Оставалось пятнадцать минут.
И вдруг — западня.
Немецкое звено ударило в лоб.
Стекло выдержало. Датчики — нет.
Радар ослеп.
Самолёт стал наполовину глухим, наполовину слепым, но всё ещё могущим львом.
И тогда Остап понял:
назад пути нет.
Оставшиеся снаряды он сберёг для последнего жеста — жеста, который будущие поколения назовут безумной отвагой, а он сам назвал бы просто: «честно сделал, что мог».
Над немецким аэродромом он сорвался в скоростной проход.
Звуковая волна разрушила стоящие внизу самолёты, перевернула машины, бросила солдат в грязь.
Это был удар не человека — века.
Разворот.
Последняя очередь.
Взрывы цистерн подняли в небо чёрные столбы огня — такие, какими рисуют Ад в детских книжках.
И тишина.
Двигатели иссякли.
Су-35 стал тяжёлой птицей без сердца.
Посадка на поле была обречена.
Стойки сломались, земля вспахалась брюхом гиганта.
Удар.
Темнота.
…
Когда Остап очнулся, по кабине кто-то стучал. Солдаты в шинелях, лица обветренные, глаза настороженные.
Он сказал:
— Я свой… украинец. Не стреляйте.
И это было первой правдой, которая изменила историю.
Его самолёт — разобранный, непонятный, чудовищный — тащили на тракторах в Москву.
КБ Яковлева и Лавочкина получили доступ к технологиям, о которых даже мечтать не могли.
Радары. Реактивные двигатели. Катапультные кресла.
Кремль. Ночь. Разговор, от которого пахнет гарью и властью
В кабинете Сталина дым стоял плотный, как туман над Днепром.
Часы тикали устало, будто знали: сейчас решается не день — век.
Жуков стоял, как скала, устремив взгляд вперёд.
Василий — нетерпеливый, горячий, похожий на сына кузнеца, который мечтает о наковальне славы.
А Сталин сидел молча, прищурившись, как хищник перед прыжком.
— Значит, говорите… — протянул он, ковыряя трубкой столешницу. — Самолёт упал… но не наш. И не немецкий.
Он поднял бровь.
— Вы уверены, что это не немецкая провокация?
Жуков шагнул вперёд, ударил ладонью по карте.

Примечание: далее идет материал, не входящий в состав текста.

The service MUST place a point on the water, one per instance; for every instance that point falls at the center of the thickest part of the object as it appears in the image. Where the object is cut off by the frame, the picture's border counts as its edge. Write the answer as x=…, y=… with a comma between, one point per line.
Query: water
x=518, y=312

— Товарищ Сталин, я своими глазами видел рапорты. Там такие характеристики, какие и в шестидесятых не всякий учёный поймёт!
И он добавил, тише:
— Это не сороковые годы. Этот самолёт… из другого времени.
Сталин не шелохнулся.
Только набрал дым и выпустил тонкой струёй.
— Хорошо. Если так… его надо доставить в Москву. Целиком. Даже если он весит, как ваша бронетанковая армия, Георгий.
Василий вспыхнул:
— Отец, позволь мне возглавить операцию!
Его голос дрожал от рвущейся наружу юношеской дерзости.
— Я подниму полк, прикрою конвой, сам сяду на Аэрокобру. Если враг сунется — отобью!
Сталин дернул уголком усов:
— Ты?
Он поднял глаза.
— Ты хочешь вести операцию, которая дороже мне, чем все ваши ассы вместе взятые?
Василий вскинулся:
— Да! Потому что никто, кроме меня, не рискнёт поднять самолёт, который может оказаться… — он запнулся, — …оружием будущего.
Жуков вмешался:
— Товарищ Сталин, Василий прав. Немцы уже подняли разведку. Если они узнают — бросятся всем Люфтваффе.
Сталин ударил трубкой по столу.
— Ладно!
Глаза его блеснули.
— Василий, вылетай. Только без геройства. Если повредишь хоть один болт — голову сниму лично.
Василий улыбнулся, дерзко, как мальчишка, которому доверили меч.
— Разрешите выполнить.
И вышел, будто шел на свидание с судьбой.
2. В небе. Василий Сталин и Су-35: бой, который не должен был случиться
Аэрокобра дрожала от мощности двигателя.
Весенняя ночь пахла гарью от далёких боёв.
Василий шёл в сопровождении звена — но впереди шел один.
Он искал силуэт, который не должен существовать в сорок третьем.
И вдруг — увидел.
Серебристый, острый, как стрела архангела, Су-35 резал воздух.
Он летел почти бесшумно, на остаточном скольжении, — но живой, дышащий.
Василий выдохнул:
— Мамка дорогая… что ж ты за чудо такое?..
Но чудо вдруг дрогнуло.
Навстречу поднялась пара «мессеров».
Немцы шли в лоб, словно знали, что перед ними добыча века.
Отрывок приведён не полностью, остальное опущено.